Uzmanlar büyüklüğü 7,5 un üzerindeki üstelik peş peşe iki tane zelzelenin dünyanın neresinde olursa olsun bu stil kaotik durumlara sebep olabileceğini söylüyor da epey imar affını, betondan demirden çalmayı, çürük tabana bina yapılmasına ruhsat verilmesini, çarpık kentleşmeyi, zelzelede büyük dezavantaja neden olan bitişik nizamı konuşmayacak mıyız?
Ya da yalnızca konuşmakla mı kalacağız?
Herkes üzere ben de çok üzgünüm.
Sağ duyulu olmaya mecburuz.
Şimdi birlik vakti.
Kusurlarımızı, yanılgılarımızı kriz sonrasında enine uzunluğuna tartışalım,
Lafta kalmasın, gerekli mercilere gerekli dayatmalar o vakit elbette yapılsın.
Bir fizikçi olarak ortada dolanan bir söylenti hakkında da bilgi vermek istiyorum,
İlk olarak meşhur fizikçi Nikola Tesla tarafından başlangıç seviyesinde oluşturulan HAARP projesi!
Tesla kendi periyodunun kısıtlı kurallarında dahi, atmosfere düşük seviyede manyetik dalgalar gönderilerek güçlü bir güç oluşturulduğunu keşfetmişti.
Yetkililere nazaran bu çalışmanın gayesi toprağın derinlerini incelemek, denizaltılarla haberleşmeyi kolaylaştırmak ve büyük bir alandaki tüm haberleşmeyi kesmek…

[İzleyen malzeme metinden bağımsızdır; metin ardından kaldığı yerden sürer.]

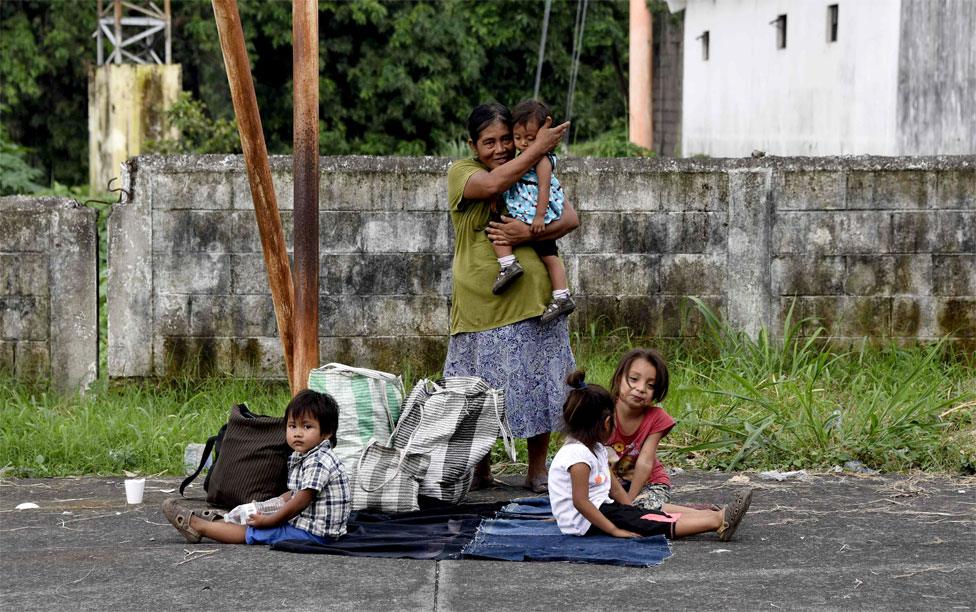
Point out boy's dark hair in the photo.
[563,370,613,450]
[512,100,552,127]
[468,102,512,142]
[285,389,339,448]
[610,348,668,402]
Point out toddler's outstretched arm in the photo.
[569,463,640,538]
[247,489,316,528]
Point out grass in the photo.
[0,298,976,476]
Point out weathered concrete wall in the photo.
[108,156,976,376]
[898,0,976,155]
[0,196,98,390]
[88,64,182,191]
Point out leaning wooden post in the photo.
[213,0,298,394]
[292,0,319,389]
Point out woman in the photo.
[444,103,579,493]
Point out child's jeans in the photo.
[244,523,335,544]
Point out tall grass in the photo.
[0,299,976,476]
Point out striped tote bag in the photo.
[390,376,515,504]
[350,440,430,512]
[308,363,403,478]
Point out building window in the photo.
[769,15,786,49]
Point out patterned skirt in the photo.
[444,317,576,438]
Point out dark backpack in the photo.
[180,404,291,508]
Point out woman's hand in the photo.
[609,527,640,538]
[532,117,569,152]
[247,514,278,529]
[485,215,528,246]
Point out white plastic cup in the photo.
[125,478,146,504]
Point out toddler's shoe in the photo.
[539,296,576,323]
[491,259,525,295]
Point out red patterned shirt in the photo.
[606,406,674,486]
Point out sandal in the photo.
[163,497,202,544]
[525,474,549,495]
[716,489,752,542]
[200,508,226,522]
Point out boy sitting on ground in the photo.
[163,389,351,544]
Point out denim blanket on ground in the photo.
[462,497,671,567]
[271,497,671,567]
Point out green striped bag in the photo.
[308,363,403,478]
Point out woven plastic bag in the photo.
[308,363,403,478]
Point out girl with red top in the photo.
[606,348,704,512]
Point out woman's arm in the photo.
[487,196,579,246]
[247,489,316,528]
[627,431,664,504]
[463,117,569,200]
[569,463,640,538]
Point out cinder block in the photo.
[360,296,450,336]
[891,212,940,253]
[935,168,976,210]
[153,293,190,337]
[319,295,368,336]
[847,170,930,210]
[659,172,729,212]
[190,295,277,338]
[775,170,847,210]
[931,254,976,297]
[229,171,294,215]
[0,210,51,253]
[152,171,233,210]
[777,296,893,338]
[935,297,976,338]
[667,212,728,253]
[14,341,48,380]
[364,211,453,253]
[0,295,51,341]
[0,253,48,296]
[153,253,232,294]
[932,210,976,253]
[576,255,661,296]
[152,210,261,254]
[661,254,735,296]
[771,211,892,255]
[771,255,846,296]
[0,340,17,368]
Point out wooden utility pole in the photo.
[212,0,299,395]
[292,0,319,390]
[628,0,654,149]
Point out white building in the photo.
[669,0,976,157]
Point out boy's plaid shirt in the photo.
[288,440,352,537]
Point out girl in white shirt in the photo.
[549,370,752,541]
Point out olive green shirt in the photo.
[447,159,552,335]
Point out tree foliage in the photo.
[0,0,627,183]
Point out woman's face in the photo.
[468,121,515,170]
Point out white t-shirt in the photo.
[549,438,610,535]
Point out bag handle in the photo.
[429,379,518,461]
[356,388,424,493]
[180,424,227,497]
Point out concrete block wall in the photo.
[108,156,976,376]
[0,196,98,391]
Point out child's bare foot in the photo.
[716,489,752,542]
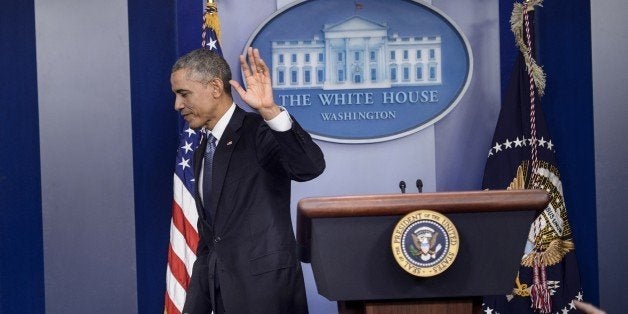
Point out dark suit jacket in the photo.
[185,108,325,313]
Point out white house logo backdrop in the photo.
[247,0,472,143]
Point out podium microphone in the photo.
[399,180,406,194]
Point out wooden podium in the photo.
[297,190,550,314]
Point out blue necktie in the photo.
[203,133,216,222]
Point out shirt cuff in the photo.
[264,107,292,132]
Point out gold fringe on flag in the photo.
[203,0,221,41]
[510,0,545,97]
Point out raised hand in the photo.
[229,47,280,120]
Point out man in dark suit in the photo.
[170,48,325,314]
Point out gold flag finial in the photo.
[203,0,221,40]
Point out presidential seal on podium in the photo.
[391,210,460,277]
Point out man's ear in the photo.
[209,77,224,98]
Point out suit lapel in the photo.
[211,106,246,227]
[193,133,207,222]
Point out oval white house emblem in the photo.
[246,0,473,143]
[391,210,460,277]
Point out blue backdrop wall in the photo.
[0,1,44,313]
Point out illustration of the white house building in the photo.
[272,16,442,90]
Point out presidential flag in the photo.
[165,0,222,314]
[482,0,582,313]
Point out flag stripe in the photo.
[166,266,185,313]
[170,222,196,275]
[172,202,199,252]
[168,245,192,289]
[165,293,181,314]
[174,175,198,234]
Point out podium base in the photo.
[338,298,482,314]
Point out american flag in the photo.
[482,0,583,314]
[165,0,222,314]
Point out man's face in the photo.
[170,69,218,129]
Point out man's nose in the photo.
[174,97,185,111]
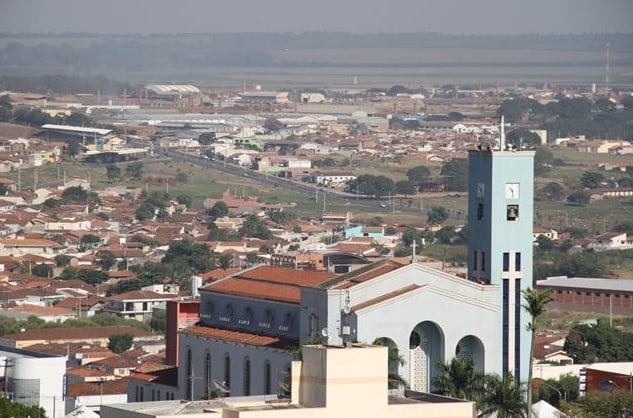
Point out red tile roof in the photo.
[182,325,296,349]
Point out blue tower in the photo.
[468,141,535,382]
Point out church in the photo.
[159,147,534,400]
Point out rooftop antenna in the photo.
[499,115,506,150]
[604,42,611,89]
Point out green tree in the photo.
[395,180,416,196]
[108,334,134,354]
[125,161,143,180]
[407,165,431,184]
[567,190,591,205]
[62,186,88,203]
[240,215,273,239]
[176,194,193,207]
[207,200,229,219]
[580,171,605,189]
[440,158,468,192]
[31,264,53,277]
[97,250,116,271]
[432,356,484,401]
[0,397,47,418]
[563,389,633,418]
[542,182,565,201]
[426,206,448,225]
[477,374,528,418]
[106,164,121,183]
[521,288,554,418]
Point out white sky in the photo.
[0,0,633,34]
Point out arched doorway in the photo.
[409,321,444,392]
[374,337,406,389]
[455,335,486,373]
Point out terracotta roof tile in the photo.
[182,325,296,349]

Bilim beşerlerine nazaran haarp teknolojisi bu büyüklükte bir sarsıntısı oluşturmak şöyle dursun tetiklemesine bile gücünün yetmeyeceğini söylemekte.
Jeofizikçilerinden kimilerine nazaran ise de bu teknoloji iklimleri değiştirmek, ozon katmanı ile oynamak, zelzele yaratmak, radyasyon yaymayan nükleer patlamalar yaratmak üzere fecî güçlere sahip.
Kafamı toparlamakta zorlandığım yazımda vurgulamak istediğim yere gelirsem,
Doğa ile savaşmaya fizikî gücümüz kâfi mi bilemem de biz vilayetle de zihinsel gücümüzü insanlığa yararlı olacak alanlarda kullanalım.
Yapay afetler ve salgınlar yaratmakta değil…
Hepimiz tıpkı gemideyiz ve okyanus gereğince dalgalı.
O vakit tahminen bir gün bu insafla, vicdanla ve tabiat ile dostça geçindikçe doğal afetlerden de en az hasarla çıkarız.
Bireysel olarak yapabildiğim birkaç şeyin içinde bu yazı da vardı.
Bir nebze yararı olursa ne memnun.
Vefat eden kardeşlerimize Allahtan rahmet geride kalanlara baş sıhhati diliyorum.
Asla yalnız değilsiniz,
Biz muhacir ve ensar kavramlarını bilen, içselleştiren bir milletin evlatlarıyız.